Research published findings in the Journal of Food Protection, Vol. 66 (10), 2003 points to the presence of undeclared peanut protein in European chocolate imported to North America. Peter Vadas and Boris Perelman from the University of Toronto, Canada, compared chocolate manufactured in North America, Western Europe and Eastern Europe, to establish if the confectionery contained the substance.
The Toronto team tested for the presence of peanut protein in 32 chocolate bars manufactured in North America and in 60 imported from Europe. None of the North American products contained detectable peanut protein, although 19 included precautionary labelling.
The researchers then looked to see if the possible presence of peanut protein was clearly labelled, either as a precautionary note or in the ingredient panel. They found that North American manufacturers attained the highest standards and Eastern Europeans the lowest of those tested. From Western Europe 30.8 per cent, and Eastern Europe 62 per cent of products without precautionary labelling contained detectable levels of peanut protein.
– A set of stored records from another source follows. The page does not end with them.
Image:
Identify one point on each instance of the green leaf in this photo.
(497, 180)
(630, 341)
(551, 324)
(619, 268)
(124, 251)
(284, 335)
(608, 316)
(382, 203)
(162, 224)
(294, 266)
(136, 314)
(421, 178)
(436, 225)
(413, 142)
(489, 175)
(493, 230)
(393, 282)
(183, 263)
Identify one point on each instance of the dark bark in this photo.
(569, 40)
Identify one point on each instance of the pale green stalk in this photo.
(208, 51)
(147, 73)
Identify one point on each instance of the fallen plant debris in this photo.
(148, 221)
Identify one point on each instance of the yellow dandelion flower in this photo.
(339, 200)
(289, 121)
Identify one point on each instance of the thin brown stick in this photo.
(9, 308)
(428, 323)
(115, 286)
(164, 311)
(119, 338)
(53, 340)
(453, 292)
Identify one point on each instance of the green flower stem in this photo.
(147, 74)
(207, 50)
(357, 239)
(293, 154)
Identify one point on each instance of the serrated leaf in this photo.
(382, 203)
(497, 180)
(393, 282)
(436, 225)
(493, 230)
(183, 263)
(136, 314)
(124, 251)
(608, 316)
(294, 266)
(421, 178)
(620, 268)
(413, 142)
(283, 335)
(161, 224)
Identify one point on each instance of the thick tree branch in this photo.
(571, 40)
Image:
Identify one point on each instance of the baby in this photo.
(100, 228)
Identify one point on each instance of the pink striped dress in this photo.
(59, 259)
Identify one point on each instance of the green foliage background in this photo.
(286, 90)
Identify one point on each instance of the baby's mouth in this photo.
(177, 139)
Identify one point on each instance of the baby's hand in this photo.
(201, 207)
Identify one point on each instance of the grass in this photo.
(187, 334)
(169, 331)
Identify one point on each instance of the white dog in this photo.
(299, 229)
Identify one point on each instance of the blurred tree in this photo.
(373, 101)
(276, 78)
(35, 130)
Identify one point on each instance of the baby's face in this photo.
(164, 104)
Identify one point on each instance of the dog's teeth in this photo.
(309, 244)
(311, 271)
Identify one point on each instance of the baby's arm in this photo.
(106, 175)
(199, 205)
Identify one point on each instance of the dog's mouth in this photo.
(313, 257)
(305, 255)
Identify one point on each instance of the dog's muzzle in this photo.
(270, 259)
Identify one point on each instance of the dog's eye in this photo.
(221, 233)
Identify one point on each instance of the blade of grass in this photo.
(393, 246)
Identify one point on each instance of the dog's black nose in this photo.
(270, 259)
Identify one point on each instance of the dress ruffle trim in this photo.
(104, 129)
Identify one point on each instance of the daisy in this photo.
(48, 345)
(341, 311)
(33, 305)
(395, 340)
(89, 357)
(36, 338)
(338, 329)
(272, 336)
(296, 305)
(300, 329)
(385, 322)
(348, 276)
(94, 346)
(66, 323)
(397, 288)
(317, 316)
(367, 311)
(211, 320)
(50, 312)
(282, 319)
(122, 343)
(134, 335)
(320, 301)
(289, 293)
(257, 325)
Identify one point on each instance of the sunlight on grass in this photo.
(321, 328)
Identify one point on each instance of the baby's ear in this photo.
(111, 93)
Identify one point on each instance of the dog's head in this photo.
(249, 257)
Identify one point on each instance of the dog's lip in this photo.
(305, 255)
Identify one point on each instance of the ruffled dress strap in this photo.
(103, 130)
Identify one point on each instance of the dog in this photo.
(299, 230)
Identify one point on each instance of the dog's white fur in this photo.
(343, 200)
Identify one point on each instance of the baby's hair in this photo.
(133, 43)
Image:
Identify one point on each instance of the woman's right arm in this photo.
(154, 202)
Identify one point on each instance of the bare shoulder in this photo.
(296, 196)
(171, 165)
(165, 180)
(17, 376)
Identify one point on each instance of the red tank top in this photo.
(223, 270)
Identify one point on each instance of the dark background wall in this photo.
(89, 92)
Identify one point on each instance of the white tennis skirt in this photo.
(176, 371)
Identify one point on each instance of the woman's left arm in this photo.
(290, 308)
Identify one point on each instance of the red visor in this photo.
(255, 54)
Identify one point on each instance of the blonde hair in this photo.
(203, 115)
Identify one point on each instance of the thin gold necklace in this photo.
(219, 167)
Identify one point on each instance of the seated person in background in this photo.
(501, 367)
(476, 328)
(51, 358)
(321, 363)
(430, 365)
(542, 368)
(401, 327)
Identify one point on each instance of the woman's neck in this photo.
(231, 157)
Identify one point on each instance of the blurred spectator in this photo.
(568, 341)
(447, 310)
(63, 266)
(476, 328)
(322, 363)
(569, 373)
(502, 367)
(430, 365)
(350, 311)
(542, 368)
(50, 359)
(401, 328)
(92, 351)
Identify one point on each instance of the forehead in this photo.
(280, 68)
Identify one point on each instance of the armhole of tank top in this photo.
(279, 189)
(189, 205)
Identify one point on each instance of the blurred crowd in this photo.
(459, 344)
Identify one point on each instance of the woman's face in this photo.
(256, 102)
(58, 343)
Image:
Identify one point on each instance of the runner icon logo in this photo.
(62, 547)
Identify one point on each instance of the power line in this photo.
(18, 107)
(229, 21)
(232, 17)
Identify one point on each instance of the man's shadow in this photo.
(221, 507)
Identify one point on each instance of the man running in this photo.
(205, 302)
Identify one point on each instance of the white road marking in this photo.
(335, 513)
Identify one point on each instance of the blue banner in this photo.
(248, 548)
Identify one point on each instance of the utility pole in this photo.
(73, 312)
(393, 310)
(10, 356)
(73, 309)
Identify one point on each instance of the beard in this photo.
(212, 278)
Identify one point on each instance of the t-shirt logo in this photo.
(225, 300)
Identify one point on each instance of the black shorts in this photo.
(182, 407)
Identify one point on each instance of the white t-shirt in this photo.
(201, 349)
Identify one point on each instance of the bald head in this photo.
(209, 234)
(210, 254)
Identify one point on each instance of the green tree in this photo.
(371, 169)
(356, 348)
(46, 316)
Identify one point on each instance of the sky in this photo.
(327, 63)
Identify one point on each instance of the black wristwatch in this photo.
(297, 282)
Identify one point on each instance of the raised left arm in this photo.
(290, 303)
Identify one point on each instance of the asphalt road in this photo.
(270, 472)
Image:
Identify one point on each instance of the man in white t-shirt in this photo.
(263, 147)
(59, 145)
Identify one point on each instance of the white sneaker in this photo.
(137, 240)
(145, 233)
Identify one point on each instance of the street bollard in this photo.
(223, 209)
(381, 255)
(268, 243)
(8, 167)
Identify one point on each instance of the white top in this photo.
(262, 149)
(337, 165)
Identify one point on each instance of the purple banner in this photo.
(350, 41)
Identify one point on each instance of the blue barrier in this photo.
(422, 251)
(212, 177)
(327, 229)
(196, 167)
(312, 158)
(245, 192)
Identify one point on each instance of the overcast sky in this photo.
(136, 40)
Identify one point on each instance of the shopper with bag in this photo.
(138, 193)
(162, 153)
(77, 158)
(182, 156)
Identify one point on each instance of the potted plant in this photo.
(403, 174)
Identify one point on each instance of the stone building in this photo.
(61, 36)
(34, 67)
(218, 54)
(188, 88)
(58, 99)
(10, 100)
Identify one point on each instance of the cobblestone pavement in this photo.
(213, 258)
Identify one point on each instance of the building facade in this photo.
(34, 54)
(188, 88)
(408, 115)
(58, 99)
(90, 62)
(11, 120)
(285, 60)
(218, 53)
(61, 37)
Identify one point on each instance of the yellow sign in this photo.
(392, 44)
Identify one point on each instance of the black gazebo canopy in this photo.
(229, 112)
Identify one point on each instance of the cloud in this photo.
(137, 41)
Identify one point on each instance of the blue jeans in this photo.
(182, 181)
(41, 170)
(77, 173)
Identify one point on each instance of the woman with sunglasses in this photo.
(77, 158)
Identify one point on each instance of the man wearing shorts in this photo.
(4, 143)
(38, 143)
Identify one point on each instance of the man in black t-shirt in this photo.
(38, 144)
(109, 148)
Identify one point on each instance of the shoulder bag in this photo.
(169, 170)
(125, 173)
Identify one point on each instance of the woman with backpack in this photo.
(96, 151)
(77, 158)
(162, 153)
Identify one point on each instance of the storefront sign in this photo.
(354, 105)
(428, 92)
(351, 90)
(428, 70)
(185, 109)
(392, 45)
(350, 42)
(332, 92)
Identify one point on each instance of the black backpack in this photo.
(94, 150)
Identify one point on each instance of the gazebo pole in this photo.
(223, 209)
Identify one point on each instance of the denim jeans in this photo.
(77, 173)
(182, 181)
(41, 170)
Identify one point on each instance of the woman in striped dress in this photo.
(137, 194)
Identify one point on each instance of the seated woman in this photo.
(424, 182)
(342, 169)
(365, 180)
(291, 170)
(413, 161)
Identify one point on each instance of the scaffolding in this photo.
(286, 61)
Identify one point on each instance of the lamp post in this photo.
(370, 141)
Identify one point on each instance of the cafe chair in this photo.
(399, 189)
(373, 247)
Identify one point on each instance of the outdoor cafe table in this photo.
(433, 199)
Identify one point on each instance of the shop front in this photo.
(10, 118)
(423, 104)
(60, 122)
The findings of the research are rather alarming. Peanuts are the most common cause of food induced anaphylactic death. Peanut allergens are stable and potent and capable of inducing anaphylactic reactions at very low concentrations. Because of this, accidental exposure to peanuts is a common cause of anaphylaxis in individuals who are allergic to peanuts - chocolate manufacturers beware.
There are ways of tracking and identifying the presence of peanut proteins in confectionery. UK-based Reading Scientific Services Limited (RSSL)'s molecular biology laboratory for example has developed a new PCR technique for the detection of nuts in foodstuffs. Detection limits are in the range 0.1 - 10 mg nut/kg of sample for peanut, walnut, hazelnut, Brazil nut, almond and macadamia.
The danger of the Toronto study however is the fact that it demonstrates an absence of precautionary labeling. In addition, the non-appearance of peanuts in the ingredient list does not guarantee that chocolate imported from Europe is free of peanut protein. In contrast, North American manufacturers of chocolate seem to have attained a satisfactory level of safety for peanut-allergic consumers.